By the way, I tend to fit in this latter group, even though for sure I suggest that newbies do not even attempt to do what I am doing and that they first build up their BTC portfolio by ONLY focusing on ways to buy BTC (and if they sell any BTC, they replace it within a reasonable short period of time), so they are focusing on accumulation based on various ways of buying BTC until they might reach a decently large BTC stack size, then they might consider (if they want) to include some selling techniques within their BTC portfolio management strategies.

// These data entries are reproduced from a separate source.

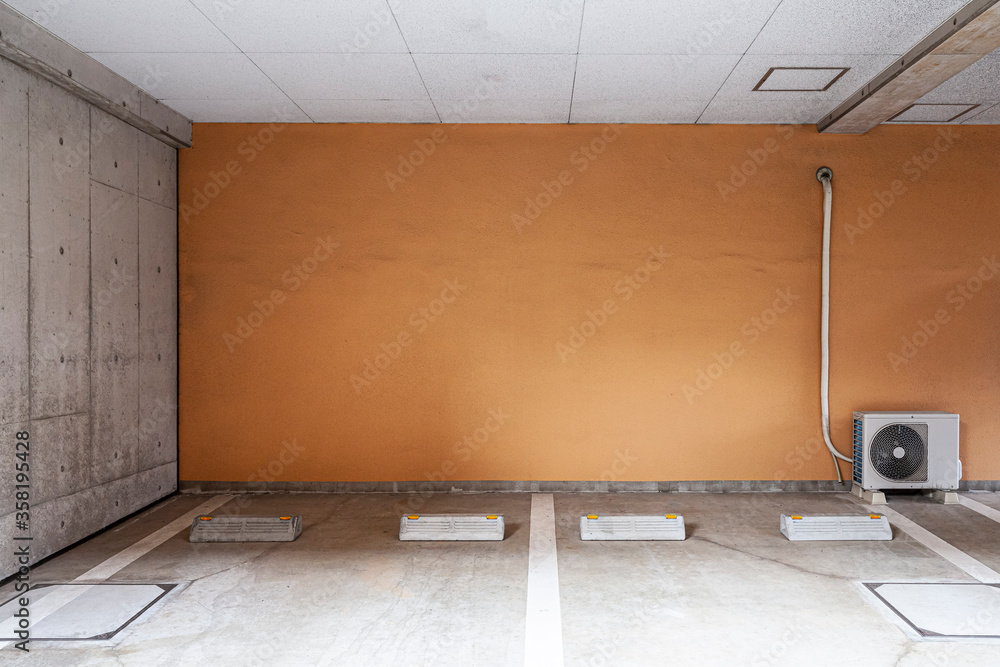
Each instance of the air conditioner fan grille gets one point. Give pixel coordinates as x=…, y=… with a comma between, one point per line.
x=899, y=451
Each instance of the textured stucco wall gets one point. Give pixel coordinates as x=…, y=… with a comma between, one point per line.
x=518, y=302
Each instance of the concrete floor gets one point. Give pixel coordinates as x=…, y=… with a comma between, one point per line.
x=347, y=592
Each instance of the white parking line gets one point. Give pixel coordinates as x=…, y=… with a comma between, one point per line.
x=953, y=555
x=543, y=620
x=59, y=598
x=977, y=506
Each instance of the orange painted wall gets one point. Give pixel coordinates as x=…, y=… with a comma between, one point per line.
x=271, y=396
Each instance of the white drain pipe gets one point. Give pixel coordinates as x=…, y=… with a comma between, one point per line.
x=825, y=175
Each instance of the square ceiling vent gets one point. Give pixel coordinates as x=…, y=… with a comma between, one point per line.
x=932, y=113
x=800, y=79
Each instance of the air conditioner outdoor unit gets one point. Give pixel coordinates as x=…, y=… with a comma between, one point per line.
x=906, y=450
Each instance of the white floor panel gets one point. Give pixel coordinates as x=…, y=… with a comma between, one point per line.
x=944, y=609
x=98, y=612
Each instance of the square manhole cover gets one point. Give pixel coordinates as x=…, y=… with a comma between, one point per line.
x=80, y=611
x=944, y=610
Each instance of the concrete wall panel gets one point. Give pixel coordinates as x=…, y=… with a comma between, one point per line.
x=59, y=144
x=60, y=461
x=157, y=171
x=114, y=152
x=69, y=299
x=157, y=334
x=14, y=367
x=114, y=246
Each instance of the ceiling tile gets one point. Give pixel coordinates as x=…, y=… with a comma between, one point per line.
x=194, y=76
x=977, y=83
x=990, y=115
x=307, y=25
x=851, y=26
x=488, y=26
x=127, y=25
x=932, y=113
x=462, y=76
x=799, y=79
x=738, y=102
x=636, y=111
x=503, y=111
x=342, y=76
x=650, y=78
x=239, y=111
x=370, y=111
x=691, y=27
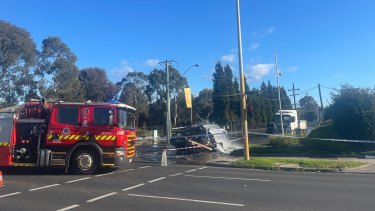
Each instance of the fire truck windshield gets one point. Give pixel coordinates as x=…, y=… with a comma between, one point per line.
x=125, y=118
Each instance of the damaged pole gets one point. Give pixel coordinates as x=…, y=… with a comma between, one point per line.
x=243, y=95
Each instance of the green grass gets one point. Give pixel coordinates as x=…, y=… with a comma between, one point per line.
x=274, y=163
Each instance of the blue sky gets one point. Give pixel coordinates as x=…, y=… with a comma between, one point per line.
x=330, y=42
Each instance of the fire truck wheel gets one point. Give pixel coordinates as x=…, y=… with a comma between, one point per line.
x=85, y=161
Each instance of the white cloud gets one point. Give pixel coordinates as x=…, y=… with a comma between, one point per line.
x=152, y=62
x=270, y=30
x=258, y=71
x=291, y=69
x=338, y=75
x=254, y=46
x=123, y=70
x=228, y=58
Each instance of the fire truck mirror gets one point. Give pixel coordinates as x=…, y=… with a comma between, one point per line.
x=111, y=123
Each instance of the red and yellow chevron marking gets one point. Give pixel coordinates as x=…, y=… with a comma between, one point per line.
x=4, y=144
x=131, y=136
x=84, y=137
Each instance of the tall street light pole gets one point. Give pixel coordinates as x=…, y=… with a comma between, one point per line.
x=168, y=121
x=278, y=88
x=243, y=96
x=191, y=109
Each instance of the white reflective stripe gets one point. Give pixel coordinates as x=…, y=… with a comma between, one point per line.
x=68, y=208
x=100, y=197
x=192, y=200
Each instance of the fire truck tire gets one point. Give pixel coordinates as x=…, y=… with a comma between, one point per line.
x=85, y=161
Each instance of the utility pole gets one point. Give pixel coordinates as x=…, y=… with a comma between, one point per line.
x=191, y=110
x=245, y=134
x=321, y=101
x=168, y=121
x=294, y=96
x=278, y=88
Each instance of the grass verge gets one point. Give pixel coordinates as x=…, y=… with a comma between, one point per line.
x=275, y=163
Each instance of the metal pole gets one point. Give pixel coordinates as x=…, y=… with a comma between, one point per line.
x=278, y=88
x=321, y=102
x=294, y=97
x=191, y=111
x=243, y=96
x=168, y=103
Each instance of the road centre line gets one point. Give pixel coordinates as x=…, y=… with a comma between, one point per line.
x=10, y=194
x=132, y=187
x=192, y=200
x=173, y=175
x=191, y=170
x=100, y=197
x=100, y=175
x=151, y=181
x=48, y=186
x=228, y=178
x=68, y=208
x=126, y=170
x=71, y=181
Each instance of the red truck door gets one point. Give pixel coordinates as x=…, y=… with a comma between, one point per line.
x=6, y=137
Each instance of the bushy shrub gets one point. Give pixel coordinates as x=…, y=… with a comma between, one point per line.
x=283, y=142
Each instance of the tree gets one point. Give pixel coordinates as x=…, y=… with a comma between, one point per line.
x=96, y=85
x=353, y=112
x=17, y=58
x=58, y=62
x=309, y=108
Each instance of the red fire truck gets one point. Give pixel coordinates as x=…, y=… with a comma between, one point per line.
x=82, y=137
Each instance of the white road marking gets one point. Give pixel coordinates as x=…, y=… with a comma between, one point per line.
x=100, y=175
x=126, y=170
x=173, y=175
x=151, y=181
x=68, y=208
x=191, y=170
x=229, y=178
x=48, y=186
x=10, y=194
x=100, y=197
x=71, y=181
x=132, y=187
x=192, y=200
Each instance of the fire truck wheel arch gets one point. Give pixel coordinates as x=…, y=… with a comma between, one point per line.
x=84, y=145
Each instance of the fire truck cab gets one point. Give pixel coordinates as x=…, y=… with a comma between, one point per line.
x=82, y=137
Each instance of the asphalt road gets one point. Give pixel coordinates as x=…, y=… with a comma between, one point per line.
x=189, y=187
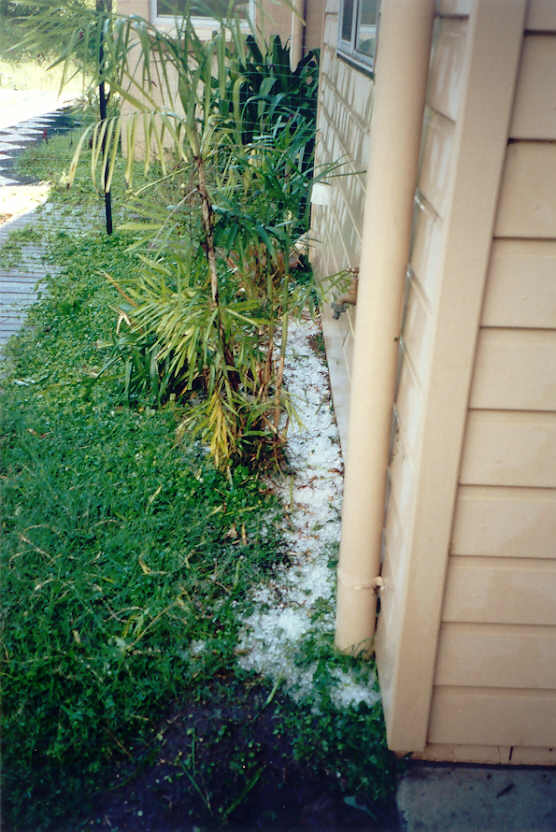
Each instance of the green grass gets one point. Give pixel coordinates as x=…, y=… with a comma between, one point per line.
x=116, y=552
x=24, y=71
x=126, y=565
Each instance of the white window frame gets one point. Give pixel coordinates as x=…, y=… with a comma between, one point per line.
x=204, y=26
x=348, y=48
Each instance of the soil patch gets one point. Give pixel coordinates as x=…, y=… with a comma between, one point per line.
x=218, y=763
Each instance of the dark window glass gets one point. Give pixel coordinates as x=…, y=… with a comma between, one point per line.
x=202, y=8
x=366, y=28
x=347, y=19
x=358, y=31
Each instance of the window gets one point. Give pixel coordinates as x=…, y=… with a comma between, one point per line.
x=163, y=11
x=358, y=31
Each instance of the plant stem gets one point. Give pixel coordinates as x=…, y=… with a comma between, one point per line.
x=210, y=250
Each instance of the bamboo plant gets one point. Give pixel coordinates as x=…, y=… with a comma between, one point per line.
x=216, y=290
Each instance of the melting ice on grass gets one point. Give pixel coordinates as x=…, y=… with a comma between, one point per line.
x=272, y=636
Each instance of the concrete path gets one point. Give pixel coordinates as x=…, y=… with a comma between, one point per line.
x=20, y=204
x=468, y=798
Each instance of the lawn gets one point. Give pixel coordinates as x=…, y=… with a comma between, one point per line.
x=129, y=567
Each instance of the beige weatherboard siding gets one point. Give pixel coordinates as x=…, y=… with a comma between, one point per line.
x=501, y=578
x=466, y=638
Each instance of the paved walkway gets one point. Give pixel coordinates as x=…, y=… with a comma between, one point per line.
x=21, y=201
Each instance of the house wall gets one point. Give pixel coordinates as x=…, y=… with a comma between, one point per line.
x=272, y=17
x=466, y=637
x=495, y=678
x=344, y=114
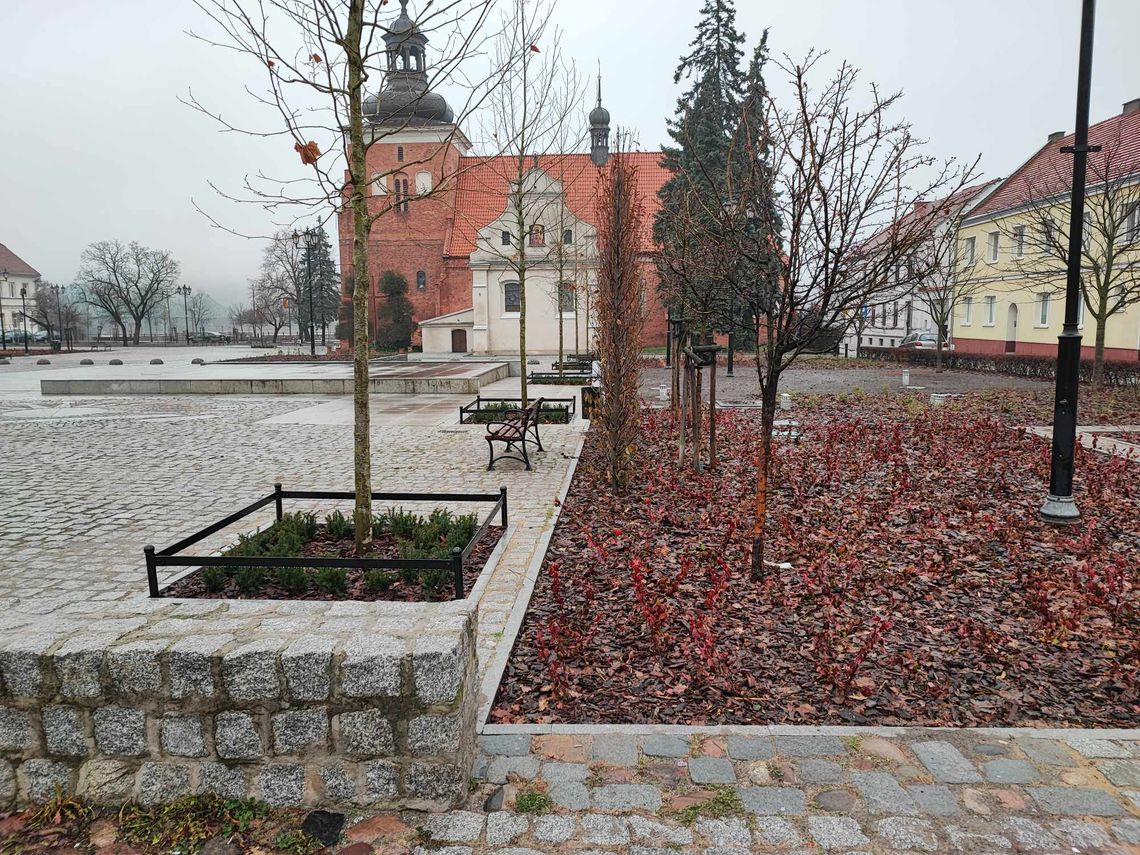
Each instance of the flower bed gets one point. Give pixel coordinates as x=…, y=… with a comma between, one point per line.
x=923, y=588
x=396, y=535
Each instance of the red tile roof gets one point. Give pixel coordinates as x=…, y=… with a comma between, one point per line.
x=483, y=184
x=14, y=263
x=1050, y=172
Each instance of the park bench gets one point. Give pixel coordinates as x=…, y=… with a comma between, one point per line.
x=518, y=428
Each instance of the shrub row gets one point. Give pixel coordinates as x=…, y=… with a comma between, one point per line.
x=1117, y=373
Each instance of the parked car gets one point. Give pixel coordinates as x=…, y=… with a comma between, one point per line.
x=923, y=341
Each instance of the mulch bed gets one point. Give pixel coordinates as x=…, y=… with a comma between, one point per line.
x=323, y=545
x=922, y=589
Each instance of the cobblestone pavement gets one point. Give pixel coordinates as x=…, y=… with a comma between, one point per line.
x=675, y=792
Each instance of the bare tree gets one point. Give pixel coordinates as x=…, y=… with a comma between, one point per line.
x=127, y=281
x=1109, y=265
x=843, y=170
x=317, y=57
x=534, y=116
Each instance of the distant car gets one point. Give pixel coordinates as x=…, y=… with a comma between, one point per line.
x=923, y=341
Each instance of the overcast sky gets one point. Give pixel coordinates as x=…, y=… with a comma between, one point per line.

So yes, you could still be an investor employing any of these kinds of tactics, and surely I would agree that the more active that a person is in terms of trading and fucking around with a variety of strategies to try to time markets, they may well not fit as much of a strict investor - especially when they might be emphasizing their own abilities to stack dollars rather than seeing value in making sure that their BTC stash is ongoingly maintained and growing (which would be emphasizing the stacking of sats).
Of course, since we live in a world that includes a lot of fiat systems and fiat emphasis, bitcoiners likely are going to have some kinds of dilemmas regarding how much to emphasize how much they are investing time, money and energies into building their fiat values versus building their BTC values.. and all of us are not going to come to the same conclusions regarding how and where to strike those kinds of balances.. and Jeff Booth talks quite a bit about the transition over to the bitcoin system being difficult for those people who are failing/refusing to recognize and appreciate bitcoin for the new system that it is and the new system that is going to continue to suck (and gravitate) value into it... and many of the longer term bitcoiners realize/appreciate that it remains a good idea to continue to have ourselves invested in bitcoin in a variety of ways financially, psychologically and how we spend our time, even if we might not completely detach ourselves from fiat systems that continue to be all around us - depending on how active we are in the world in terms of consuming goods and services and needing to transact in fiat to the extent to which the bitcoin circular economy is still in its very infancy stages in terms of how much any of us might be able to consume goods and services through bitcoin.